A narrativa se dá em duas partes: o passado, que o protagonista tenta recuperar para concluir um livro que está escrevendo no presente. Para compreender acontecimentos imprecisos de sua vida, ele percorre um melancólico e dolorido caminho de volta na tentativa de escrever sua própria história.

“Aprender a contar sua história como se não doesse.”

Como Alejandro Zambra é também professor de literatura e confessa na voz do personagem suas aflições literárias. Fica fácil relacionar a estruturação ao tom e ao ritmo empregados em Formas de Voltar Para Casa. Durante a leitura, às vezes, senti que este era um livro tipo-diário, escrito por um escritor para quem escreve, uma história contada ao acaso, como um relato literário em livro, mas desabafado da obrigação de ser metaliteratura, ainda que estruturada, seletiva e emocionada.

“Ler é cobrir a cara. E escrever é mostrá-la.”

Como se o autor ainda estivesse cansado do caminho percorrido, também me foi impossível não registrar um leve aborrecimento com o sempre-presente background político. Apesar da perspectiva “ilegítima” dos filhos que, em tese, deveria despertar meu interesse.

“Abandonamos um livro quando compreendemos que não era para nós.”

E se as questões políticas do tempo Pinochet hoje já estão resolvidas, o mesmo não acontece com a vida comum, a que se vive em casa, na intimidade quotidiana, e da qual se formam memórias por vezes incompreensíveis para os chilenos. O íntimo das personagens diante do horror da ditadura é o tema central.

“Por isso, um livro é sempre o reverso de outro livro imenso e estranho.
Um livro ilegível e genuíno que traduzimos, que traímos pelo hábito de uma prosa passável.”

Em certo ponto, o narrador chega à conclusão de que ninguém fala pelos outros, e que mesmo que queiramos contar histórias alheias, sempre acabamos contando a nossa história.

“É melhor não ser personagem de ninguém, digo. É melhor não aparecer em nenhum livro.”
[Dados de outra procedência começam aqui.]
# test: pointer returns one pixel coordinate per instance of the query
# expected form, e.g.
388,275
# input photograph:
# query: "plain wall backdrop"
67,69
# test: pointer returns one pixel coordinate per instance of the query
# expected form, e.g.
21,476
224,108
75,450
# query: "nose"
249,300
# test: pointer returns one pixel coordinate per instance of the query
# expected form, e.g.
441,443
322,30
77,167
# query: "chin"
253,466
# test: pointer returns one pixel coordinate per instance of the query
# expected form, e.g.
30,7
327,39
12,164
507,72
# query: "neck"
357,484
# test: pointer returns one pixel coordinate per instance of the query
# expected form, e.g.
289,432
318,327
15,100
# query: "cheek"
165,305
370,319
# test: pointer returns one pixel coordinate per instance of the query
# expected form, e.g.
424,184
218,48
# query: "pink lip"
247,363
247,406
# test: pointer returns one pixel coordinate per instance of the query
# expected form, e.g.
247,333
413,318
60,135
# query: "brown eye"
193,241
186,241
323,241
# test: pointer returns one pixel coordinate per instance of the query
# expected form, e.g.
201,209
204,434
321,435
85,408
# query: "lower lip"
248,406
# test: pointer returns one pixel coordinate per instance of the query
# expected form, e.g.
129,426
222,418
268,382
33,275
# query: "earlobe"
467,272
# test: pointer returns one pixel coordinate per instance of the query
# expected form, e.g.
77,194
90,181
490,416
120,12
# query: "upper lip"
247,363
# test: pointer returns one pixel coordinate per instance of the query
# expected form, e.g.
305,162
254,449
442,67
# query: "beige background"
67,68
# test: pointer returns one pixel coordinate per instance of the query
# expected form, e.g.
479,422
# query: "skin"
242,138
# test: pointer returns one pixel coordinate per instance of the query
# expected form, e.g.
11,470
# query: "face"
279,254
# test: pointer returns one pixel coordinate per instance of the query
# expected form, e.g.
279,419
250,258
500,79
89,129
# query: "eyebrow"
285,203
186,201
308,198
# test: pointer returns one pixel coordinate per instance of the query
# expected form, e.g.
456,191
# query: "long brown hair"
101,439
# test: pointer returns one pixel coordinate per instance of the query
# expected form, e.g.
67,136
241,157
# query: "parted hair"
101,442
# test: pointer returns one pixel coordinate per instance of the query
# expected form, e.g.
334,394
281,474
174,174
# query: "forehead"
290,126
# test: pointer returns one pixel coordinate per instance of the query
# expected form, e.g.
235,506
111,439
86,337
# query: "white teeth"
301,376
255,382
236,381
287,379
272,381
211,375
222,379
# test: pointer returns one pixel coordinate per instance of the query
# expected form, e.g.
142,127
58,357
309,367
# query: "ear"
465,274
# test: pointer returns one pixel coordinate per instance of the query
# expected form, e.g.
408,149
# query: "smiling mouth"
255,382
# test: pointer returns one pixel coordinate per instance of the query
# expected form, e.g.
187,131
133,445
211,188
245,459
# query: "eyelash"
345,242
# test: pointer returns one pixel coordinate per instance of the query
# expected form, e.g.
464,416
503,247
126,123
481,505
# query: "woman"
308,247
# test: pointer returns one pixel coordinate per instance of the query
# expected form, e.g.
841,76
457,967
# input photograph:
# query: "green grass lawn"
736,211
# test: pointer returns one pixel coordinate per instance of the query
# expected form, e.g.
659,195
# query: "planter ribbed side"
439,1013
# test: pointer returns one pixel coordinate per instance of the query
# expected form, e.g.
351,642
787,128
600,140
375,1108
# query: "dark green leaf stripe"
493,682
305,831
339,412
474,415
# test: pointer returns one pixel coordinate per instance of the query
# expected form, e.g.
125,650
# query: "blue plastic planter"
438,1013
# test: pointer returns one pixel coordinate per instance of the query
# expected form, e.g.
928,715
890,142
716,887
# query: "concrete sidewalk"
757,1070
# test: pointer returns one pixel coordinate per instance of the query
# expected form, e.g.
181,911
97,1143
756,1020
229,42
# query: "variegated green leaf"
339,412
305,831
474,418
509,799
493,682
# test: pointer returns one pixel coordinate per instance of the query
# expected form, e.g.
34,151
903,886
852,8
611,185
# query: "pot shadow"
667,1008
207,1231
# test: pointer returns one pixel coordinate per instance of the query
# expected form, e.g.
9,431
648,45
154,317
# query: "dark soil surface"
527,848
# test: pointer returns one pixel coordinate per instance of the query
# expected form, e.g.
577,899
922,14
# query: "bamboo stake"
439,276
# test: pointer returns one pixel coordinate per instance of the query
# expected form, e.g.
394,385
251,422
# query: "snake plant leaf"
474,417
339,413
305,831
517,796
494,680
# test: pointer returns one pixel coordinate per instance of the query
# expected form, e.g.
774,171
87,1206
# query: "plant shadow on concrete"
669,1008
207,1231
Porém, mais que um livro sobre a ditadura, este é um livro sobre o lugar de origem, sobre Santiago dos anos oitenta, sobre pais e filhos, sobre o processo que enfrentamos quando tentamos buscar sentido no passado. Um livro sobre a infância, sobretudo, porque para o autor ditadura e infância sempre coincidiram. Não seria possível falar de uma sem falar da outra.
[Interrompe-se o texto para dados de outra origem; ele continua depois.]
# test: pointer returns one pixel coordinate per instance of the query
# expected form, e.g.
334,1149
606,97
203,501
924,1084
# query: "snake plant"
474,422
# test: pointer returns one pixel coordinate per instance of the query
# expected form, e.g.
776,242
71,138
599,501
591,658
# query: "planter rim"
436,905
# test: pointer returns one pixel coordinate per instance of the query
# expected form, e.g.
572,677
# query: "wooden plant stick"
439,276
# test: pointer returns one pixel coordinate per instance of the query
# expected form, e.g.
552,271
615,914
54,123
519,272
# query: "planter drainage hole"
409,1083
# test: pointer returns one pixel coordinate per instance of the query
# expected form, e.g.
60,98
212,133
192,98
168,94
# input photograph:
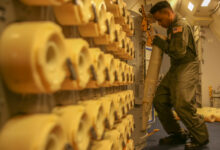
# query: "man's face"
163,18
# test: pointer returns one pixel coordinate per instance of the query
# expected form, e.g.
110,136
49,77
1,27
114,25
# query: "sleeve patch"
177,29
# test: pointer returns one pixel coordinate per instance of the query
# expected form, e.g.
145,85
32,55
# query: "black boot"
195,145
175,139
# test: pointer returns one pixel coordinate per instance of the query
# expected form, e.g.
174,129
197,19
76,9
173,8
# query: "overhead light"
205,3
190,6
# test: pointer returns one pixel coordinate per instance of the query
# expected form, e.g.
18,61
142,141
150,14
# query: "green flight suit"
177,89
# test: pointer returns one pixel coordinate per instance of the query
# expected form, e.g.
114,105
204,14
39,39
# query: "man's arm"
179,41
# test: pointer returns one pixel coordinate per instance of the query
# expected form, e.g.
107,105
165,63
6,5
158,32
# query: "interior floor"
152,141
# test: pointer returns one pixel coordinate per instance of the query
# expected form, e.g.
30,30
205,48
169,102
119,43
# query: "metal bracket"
68,147
94,76
123,12
116,36
128,48
75,2
2,14
123,43
72,71
116,77
95,13
108,27
107,75
123,76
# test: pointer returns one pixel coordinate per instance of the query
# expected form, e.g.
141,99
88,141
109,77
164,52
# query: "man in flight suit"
177,89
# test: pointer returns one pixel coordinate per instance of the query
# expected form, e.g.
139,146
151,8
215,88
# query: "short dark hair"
159,6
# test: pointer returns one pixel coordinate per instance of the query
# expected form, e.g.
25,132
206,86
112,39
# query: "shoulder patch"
177,29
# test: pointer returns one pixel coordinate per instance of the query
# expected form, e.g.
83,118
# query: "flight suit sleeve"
179,42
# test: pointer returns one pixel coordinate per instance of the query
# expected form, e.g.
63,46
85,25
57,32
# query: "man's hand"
160,42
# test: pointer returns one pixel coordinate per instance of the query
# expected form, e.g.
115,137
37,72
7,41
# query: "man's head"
163,13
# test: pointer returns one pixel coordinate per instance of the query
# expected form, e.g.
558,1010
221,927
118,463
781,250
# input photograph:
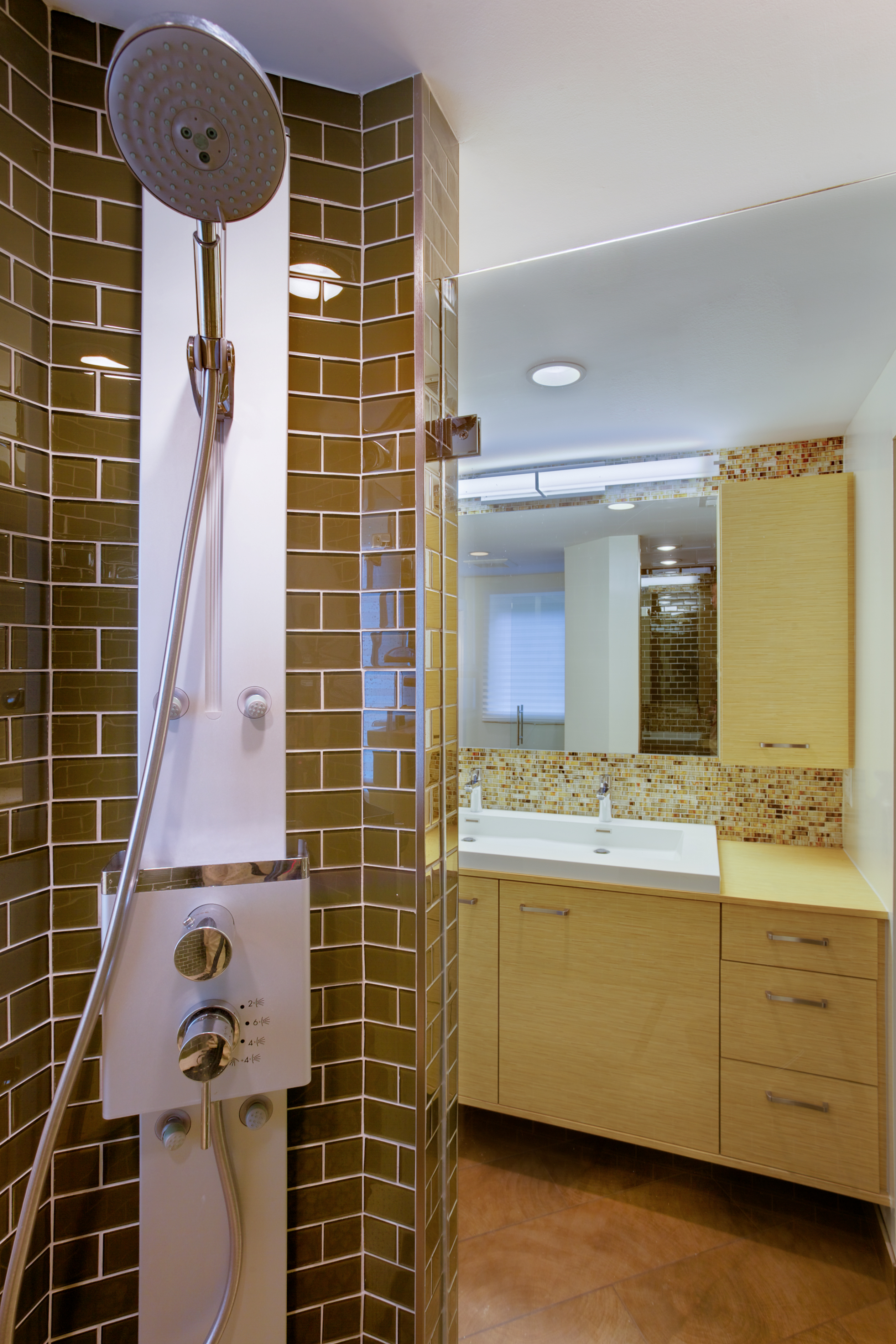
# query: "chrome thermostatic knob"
206,1041
254,702
206,948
“O passado nunca deixa de doer, mas podemos ajudá-lo a encontrar um lugar diferente.”

Às vezes parece que o personagem viveu suspenso, como se estivesse esperando a história dos próprios pais e de toda uma geração superar a violência, que age das maneiras mais diversas possíveis. Também gostei muito das referências de Flaubert, Kawabata, Natália Ginzburg… E, em especial, uma poesia linda do próprio Zambra, na parte final do livro.
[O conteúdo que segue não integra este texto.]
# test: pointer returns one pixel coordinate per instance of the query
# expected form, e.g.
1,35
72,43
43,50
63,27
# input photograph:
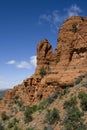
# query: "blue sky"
23,23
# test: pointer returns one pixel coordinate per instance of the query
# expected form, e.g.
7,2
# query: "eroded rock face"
68,61
44,55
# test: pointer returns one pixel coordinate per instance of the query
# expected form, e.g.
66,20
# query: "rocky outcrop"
68,62
70,55
44,55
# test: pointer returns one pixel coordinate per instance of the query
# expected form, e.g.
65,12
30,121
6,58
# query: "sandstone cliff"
63,66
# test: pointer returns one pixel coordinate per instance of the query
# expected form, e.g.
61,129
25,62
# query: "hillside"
55,96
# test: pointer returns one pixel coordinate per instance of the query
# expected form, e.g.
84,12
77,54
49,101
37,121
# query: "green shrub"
4,116
74,119
30,128
27,114
66,90
48,128
42,72
70,103
52,98
16,128
83,97
52,116
11,124
1,127
78,80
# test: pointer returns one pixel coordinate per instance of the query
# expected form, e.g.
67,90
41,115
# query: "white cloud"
56,17
11,62
33,60
24,64
74,10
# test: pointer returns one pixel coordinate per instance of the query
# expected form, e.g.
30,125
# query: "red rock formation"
67,63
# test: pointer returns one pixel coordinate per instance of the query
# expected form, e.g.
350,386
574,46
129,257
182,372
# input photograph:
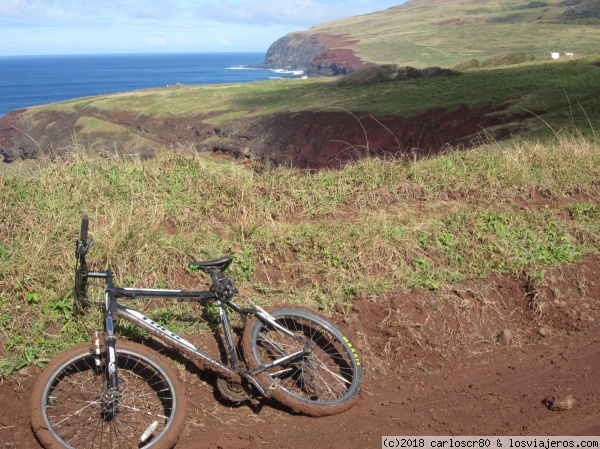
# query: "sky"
55,27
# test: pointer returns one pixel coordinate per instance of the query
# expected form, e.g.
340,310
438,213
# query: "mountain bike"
113,393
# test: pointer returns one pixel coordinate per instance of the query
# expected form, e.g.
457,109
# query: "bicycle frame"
112,309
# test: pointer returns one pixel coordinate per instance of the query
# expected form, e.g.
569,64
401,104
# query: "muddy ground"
484,358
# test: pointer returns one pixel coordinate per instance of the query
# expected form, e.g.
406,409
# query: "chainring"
232,392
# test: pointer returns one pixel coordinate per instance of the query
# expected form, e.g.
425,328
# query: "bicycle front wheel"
325,381
70,408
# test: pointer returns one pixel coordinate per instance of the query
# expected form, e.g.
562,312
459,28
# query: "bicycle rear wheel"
69,407
325,381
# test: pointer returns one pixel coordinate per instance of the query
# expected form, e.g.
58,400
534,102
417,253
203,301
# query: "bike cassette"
231,391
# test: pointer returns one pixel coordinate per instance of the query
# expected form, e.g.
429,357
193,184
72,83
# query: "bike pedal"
254,381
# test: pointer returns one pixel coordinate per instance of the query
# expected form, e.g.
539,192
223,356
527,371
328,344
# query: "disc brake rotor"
232,392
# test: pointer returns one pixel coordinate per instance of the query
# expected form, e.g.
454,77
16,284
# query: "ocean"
36,80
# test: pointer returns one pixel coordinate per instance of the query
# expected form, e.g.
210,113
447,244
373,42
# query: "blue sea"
35,80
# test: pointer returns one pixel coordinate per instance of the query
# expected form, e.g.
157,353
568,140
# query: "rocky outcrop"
294,51
315,54
308,139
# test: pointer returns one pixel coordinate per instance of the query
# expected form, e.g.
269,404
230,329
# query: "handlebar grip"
85,221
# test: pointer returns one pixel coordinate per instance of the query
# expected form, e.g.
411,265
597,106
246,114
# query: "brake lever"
83,249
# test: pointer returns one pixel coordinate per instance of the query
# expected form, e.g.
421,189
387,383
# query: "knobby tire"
326,381
66,409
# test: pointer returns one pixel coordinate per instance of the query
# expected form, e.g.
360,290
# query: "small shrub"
467,65
516,57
“Não deveríamos odiar a pessoa que nos ensinou, bem ou mal, a ler.”

O livro parece dizer mais do que realmente diz, muito embora na maioria das vezes eu não tenha sabido especificar o quê. Existem diversos motivos para se voltar para casa, inclusive para se voltar para a casa dos pais. Enquanto se é criança, saber voltar para casa é uma demonstração de maturidade necessária para se perceber um de sua própria vida; já enquanto adulto, voltar para a casa é um gesto humilde. Quando o narrador confronta o pai sobre seus ideais políticos podemos ver como  a volta a casa e ao passado pode ser dolorosa, e ao mesmo tempo como é necessário, pois voltar para casa é se redimir.

“Os pais abandonam os filhos.
Os filhos abandonam os pais.
Os pais protegem ou desprotegem, mas sempre desprotegem.
Os filhos ficam ou partem, mas sempre partem.”


Alejandro Zambra 🇨🇱 (1975-) é um escritor nascido em Santiago de Chile. Seus romances foram traduzidos para vinte idiomas e suas histórias apareceram em revistas como The New Yorker, The Paris Review, Granta e Harper’s. Foi bolsista da New York Public Library e recebeu, entre outras distinções, o English Pen Award, pela edição em inglês de Ways to return home, e o Prince Claus Award, na Holanda, por seu trabalho como um todo. Atualmente vive na Cidade do México. Livros: Bonsái (2006), La vida privada de los árboles (2007), Formas de volver a casa (2011), Poeta chileno (2020).